For instance, the cheap anti-democrat of to-day will tell you solemnly that there is no equality in nature.
He is right, but he does not see the logical addendum.
There is no equality in nature; also there is no inequality in nature.
Inequality, as much as equality, implies a standard of value.
To read aristocracy into the anarchy of animals is just as sentimental as to read democracy into it.
Both aristocracy and democracy are human ideals:
the one saying that all men are valuable, the other that some men are more valuable.
But nature does not say that cats are more valuable than mice;
nature makes no remark on the subject.
She does not even say that the cat is enviable or the mouse pitiable.
We think the cat superior because we have (or most of us have)
a particular philosophy to the effect that life is better than death.
But if the mouse were a German pessimist mouse,
he might not think that the cat had beaten him at all.

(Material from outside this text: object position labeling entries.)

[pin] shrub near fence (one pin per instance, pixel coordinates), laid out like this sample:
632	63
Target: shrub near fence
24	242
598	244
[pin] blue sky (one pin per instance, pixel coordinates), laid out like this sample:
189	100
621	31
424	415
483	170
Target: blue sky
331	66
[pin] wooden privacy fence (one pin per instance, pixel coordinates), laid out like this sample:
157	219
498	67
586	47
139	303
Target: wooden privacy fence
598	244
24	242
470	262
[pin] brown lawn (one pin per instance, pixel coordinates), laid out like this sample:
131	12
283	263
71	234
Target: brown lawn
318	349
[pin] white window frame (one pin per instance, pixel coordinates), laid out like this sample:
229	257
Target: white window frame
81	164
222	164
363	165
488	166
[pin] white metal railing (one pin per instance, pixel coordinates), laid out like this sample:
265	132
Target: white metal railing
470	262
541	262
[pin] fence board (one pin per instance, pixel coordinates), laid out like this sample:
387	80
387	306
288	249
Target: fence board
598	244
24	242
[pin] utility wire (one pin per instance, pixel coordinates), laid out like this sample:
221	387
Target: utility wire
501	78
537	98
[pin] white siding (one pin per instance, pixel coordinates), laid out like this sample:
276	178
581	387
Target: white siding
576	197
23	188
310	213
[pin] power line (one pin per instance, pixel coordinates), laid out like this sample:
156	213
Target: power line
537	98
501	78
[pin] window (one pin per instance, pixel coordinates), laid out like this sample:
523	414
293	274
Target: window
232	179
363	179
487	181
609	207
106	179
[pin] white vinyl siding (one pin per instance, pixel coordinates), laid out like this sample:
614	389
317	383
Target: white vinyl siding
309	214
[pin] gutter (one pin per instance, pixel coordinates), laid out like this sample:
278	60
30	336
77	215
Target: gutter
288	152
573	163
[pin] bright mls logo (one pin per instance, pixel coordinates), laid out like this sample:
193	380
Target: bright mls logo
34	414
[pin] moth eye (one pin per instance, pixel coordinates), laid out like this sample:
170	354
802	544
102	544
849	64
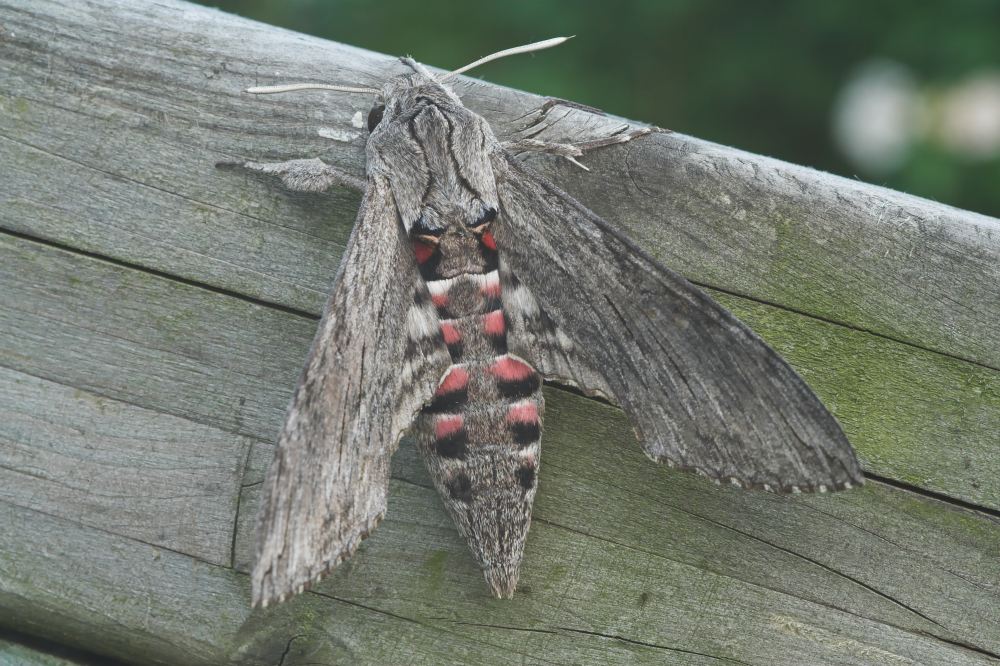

He might think he had beaten the cat by getting to the grave first.
Or he might feel that he had actually inflicted frightful punishment
on the cat by keeping him alive.
Just as a microbe might feel proud of spreading a pestilence,
so the pessimistic mouse might exult to think that he was renewing
in the cat the torture of conscious existence.
It all depends on the philosophy of the mouse.
You cannot even say that there is victory or superiority in nature unless you have some doctrine about what things are superior.
You cannot even say that the cat scores unless there is a system of scoring.
You cannot even say that the cat gets the best of it unless there is some best to be got.